A lot has changed since the first time we checked in with our friend Commander Video, he’s now trapped in a crazier world and he has a few more tricks under his sleeve. Runner 2 won’t be unfamiliar to anyone who played the first installment of the game, but it will provide some much needed improvements to the game to keep it fresh.

Runner 2

Runner 2

For once, it’s out on Steam, which means it has accomplishments and all the other cool social features that come along with the platform. There’s also now a narrative and a more solid storyline, as well as some gameplay tweaks like checkpoints. Let me elaborate on all of this.

Gameplay

Checkpoints

Checkpoints

The mechanic of the game remains pretty similar to the first Runner game: you have to sprint your way through a level while avoiding obstacles and finding goodies along the way. What changes, though, is the difficulty level. In the first Runner, there were only a few movements you could do to avoid obstacles, such as jumping, sliding and kicking.

Gameplay

New Tricks

Runner 2, on the other hand, continously introduces new ways for you to interact with the level, such as a shield for blocking incoming objects and a command for using rails as zip lines. Then there are special obstacles, such as loop ramps, that call for particular actions like key tapping in order to get extra points. Something else that’s new to the game are checkpoints, which are usually found mid-level and make the game more fluid and much less frustrating than its precessor.

Music, of course, remains at the core of the game, and every action you make blends with the soundtrack of the game, creating a beautiful interactive soundscape of retro gaming nostalgia.

Replayability

Runner 2 is a pretty big game, especially compared to the first Runner. The game consists of five different worlds, each containing a number of regular levels (around 15) and a few extra ones. Each level also offers a ton of rewards for playing it in different ways. Some levels require you to come back to them after you’re finished just so that you can unlock certain things like coffins or extra levels. There’s stuff hidden all over, and if you want to collect everything the game has to offer, you’re gonna have to spend some considerable time with the game.

Different Paths

Most levels reach a point where you’ll be forced to choose between two paths: a difficult one marked with a red sign and a green one representing the safe road. The difficult paths sometimes do get pretty challenging, but they’re the ones that offer rewards such as alternate endings.

Extra Mini-Games

Retro Challenge

Retro Challenge

Completing a level with all coins will get you to a minigame where you can score extra points by catapulting your character into a bullseye. Finding a cassette hidden on certain levels will bring up a new “Retro Challenge” as well, which is an old school sprint level where you’ll only get three attempts at finishing it.

Collectibles

Collectibles

Collectibles

Runner 2 also counts with a few unlockable items that you can earn by completing the extra levels or finding the keys and coffins spread around the worlds. Some are different playable characters, and a few others are different goofy costumes for each of your characters.

Good Old Fun

There’s something to this type of platformers that just grabs you from the first time you play them. I’ve made the argument in my review of the first Runner that it’s due to how they don’t give you a moment to think: they just throw you back running again as soon as you fail a level. This challenge makes it hard to quit playing, and even though it can get frustrating at times, for the most part it just provides a fair challenge and it makes you kick yourself for not being able to press the space bar on time.

Characters

Characters

As far as overall gaming mechanics go, Runner 2 is no different than the first installment, but the goofy characters, new challenge elements, rewards and improvements on graphics make it feel like a completely different game. I’ll have to admit it makes me smile everytime, even when it’s kicking my ass.

Conclusion

For casual gamers, Bit.Trip Runner 2 could be one of the most amusing games you’ll find these days. It’s just good old innocent entertainment, it doesn’t take up too much of your time, doesn’t require much of you to play it, and it’s really easy to get into it. Once it gets to you, it will be very hard to shake it off, as it is quite addicting.
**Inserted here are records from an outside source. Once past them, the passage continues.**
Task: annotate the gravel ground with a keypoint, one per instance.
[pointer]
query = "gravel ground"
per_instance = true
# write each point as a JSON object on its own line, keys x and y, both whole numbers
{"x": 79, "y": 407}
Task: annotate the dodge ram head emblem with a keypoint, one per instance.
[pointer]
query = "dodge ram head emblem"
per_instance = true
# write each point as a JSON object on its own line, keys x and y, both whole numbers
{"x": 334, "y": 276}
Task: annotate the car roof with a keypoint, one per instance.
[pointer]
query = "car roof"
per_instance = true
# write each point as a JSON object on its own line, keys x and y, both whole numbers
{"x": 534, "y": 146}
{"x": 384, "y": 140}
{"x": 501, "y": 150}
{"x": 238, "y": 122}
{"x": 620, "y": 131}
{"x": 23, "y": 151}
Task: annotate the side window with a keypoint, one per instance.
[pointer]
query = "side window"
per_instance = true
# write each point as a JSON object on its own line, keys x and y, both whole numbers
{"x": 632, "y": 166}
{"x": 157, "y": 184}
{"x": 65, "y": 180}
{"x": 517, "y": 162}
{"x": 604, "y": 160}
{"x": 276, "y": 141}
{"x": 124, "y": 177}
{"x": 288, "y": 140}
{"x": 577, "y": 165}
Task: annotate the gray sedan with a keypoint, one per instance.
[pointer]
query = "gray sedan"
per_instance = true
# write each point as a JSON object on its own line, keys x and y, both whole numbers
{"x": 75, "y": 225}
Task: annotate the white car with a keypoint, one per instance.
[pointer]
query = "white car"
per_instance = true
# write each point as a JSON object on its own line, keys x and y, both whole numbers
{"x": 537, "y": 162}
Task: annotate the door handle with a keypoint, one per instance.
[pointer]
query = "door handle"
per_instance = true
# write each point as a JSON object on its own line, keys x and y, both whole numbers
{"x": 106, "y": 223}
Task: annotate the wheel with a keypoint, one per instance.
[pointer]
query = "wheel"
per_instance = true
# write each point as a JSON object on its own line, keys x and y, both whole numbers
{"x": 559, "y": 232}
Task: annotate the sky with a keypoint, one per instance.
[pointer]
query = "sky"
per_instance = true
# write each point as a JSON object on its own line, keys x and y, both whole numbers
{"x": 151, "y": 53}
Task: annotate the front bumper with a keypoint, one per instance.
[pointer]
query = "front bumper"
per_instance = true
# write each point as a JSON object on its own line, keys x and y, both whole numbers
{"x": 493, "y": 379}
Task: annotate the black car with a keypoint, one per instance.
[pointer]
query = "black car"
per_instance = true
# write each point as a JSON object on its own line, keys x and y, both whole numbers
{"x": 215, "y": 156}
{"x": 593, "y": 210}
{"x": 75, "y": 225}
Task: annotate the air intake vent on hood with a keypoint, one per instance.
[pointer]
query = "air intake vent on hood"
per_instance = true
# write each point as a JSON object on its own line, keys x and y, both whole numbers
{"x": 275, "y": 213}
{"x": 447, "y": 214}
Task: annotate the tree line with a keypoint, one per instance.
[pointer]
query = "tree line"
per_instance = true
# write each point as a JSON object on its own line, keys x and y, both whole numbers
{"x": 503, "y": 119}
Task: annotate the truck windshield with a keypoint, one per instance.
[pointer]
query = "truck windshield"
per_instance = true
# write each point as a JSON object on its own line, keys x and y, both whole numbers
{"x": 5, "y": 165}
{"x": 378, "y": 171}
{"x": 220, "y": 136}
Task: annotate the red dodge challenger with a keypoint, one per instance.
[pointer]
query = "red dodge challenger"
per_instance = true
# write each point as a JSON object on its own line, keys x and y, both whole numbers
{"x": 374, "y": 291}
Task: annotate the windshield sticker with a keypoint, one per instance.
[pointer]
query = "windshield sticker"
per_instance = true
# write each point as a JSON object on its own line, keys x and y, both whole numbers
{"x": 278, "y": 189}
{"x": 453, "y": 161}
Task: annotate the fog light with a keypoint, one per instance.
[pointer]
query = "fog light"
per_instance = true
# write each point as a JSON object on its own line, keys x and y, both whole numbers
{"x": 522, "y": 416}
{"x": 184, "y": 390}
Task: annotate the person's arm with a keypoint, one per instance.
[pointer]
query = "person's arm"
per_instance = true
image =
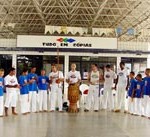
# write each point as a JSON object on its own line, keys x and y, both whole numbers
{"x": 127, "y": 83}
{"x": 79, "y": 78}
{"x": 116, "y": 82}
{"x": 88, "y": 78}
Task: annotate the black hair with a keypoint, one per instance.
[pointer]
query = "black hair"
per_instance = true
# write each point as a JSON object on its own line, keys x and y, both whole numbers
{"x": 11, "y": 69}
{"x": 33, "y": 66}
{"x": 94, "y": 64}
{"x": 108, "y": 66}
{"x": 24, "y": 70}
{"x": 139, "y": 75}
{"x": 132, "y": 73}
{"x": 122, "y": 63}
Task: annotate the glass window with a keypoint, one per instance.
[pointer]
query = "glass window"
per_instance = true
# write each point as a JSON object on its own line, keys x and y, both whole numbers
{"x": 6, "y": 62}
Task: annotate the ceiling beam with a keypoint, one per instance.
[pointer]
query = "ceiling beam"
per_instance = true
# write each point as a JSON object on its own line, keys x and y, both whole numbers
{"x": 100, "y": 9}
{"x": 39, "y": 11}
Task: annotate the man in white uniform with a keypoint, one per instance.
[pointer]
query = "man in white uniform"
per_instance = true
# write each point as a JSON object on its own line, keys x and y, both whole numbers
{"x": 122, "y": 83}
{"x": 11, "y": 84}
{"x": 109, "y": 77}
{"x": 74, "y": 77}
{"x": 56, "y": 77}
{"x": 94, "y": 78}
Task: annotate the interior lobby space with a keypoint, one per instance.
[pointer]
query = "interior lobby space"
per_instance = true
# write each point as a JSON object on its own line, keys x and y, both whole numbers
{"x": 91, "y": 124}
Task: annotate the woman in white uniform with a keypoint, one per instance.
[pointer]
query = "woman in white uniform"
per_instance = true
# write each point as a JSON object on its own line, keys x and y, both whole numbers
{"x": 56, "y": 77}
{"x": 94, "y": 78}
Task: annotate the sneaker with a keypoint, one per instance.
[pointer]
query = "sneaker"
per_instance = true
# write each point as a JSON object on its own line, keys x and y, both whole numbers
{"x": 86, "y": 110}
{"x": 95, "y": 110}
{"x": 117, "y": 110}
Gaijin Games might have steered away from their 8-bit concept here, but it’s only for the best. Runner 2 is with no doubt the best game they’ve released, and every thing that they’ve added in this installment will surely bring you endless entertainment. It’s as good as a platformer can get.


Summary

Runner 2 is a very well-thought and addicting platforming game. It mixes rhythm with triggerable actions, and it improves over its predecessor with better graphics, mechanics and tons more factors of replayability.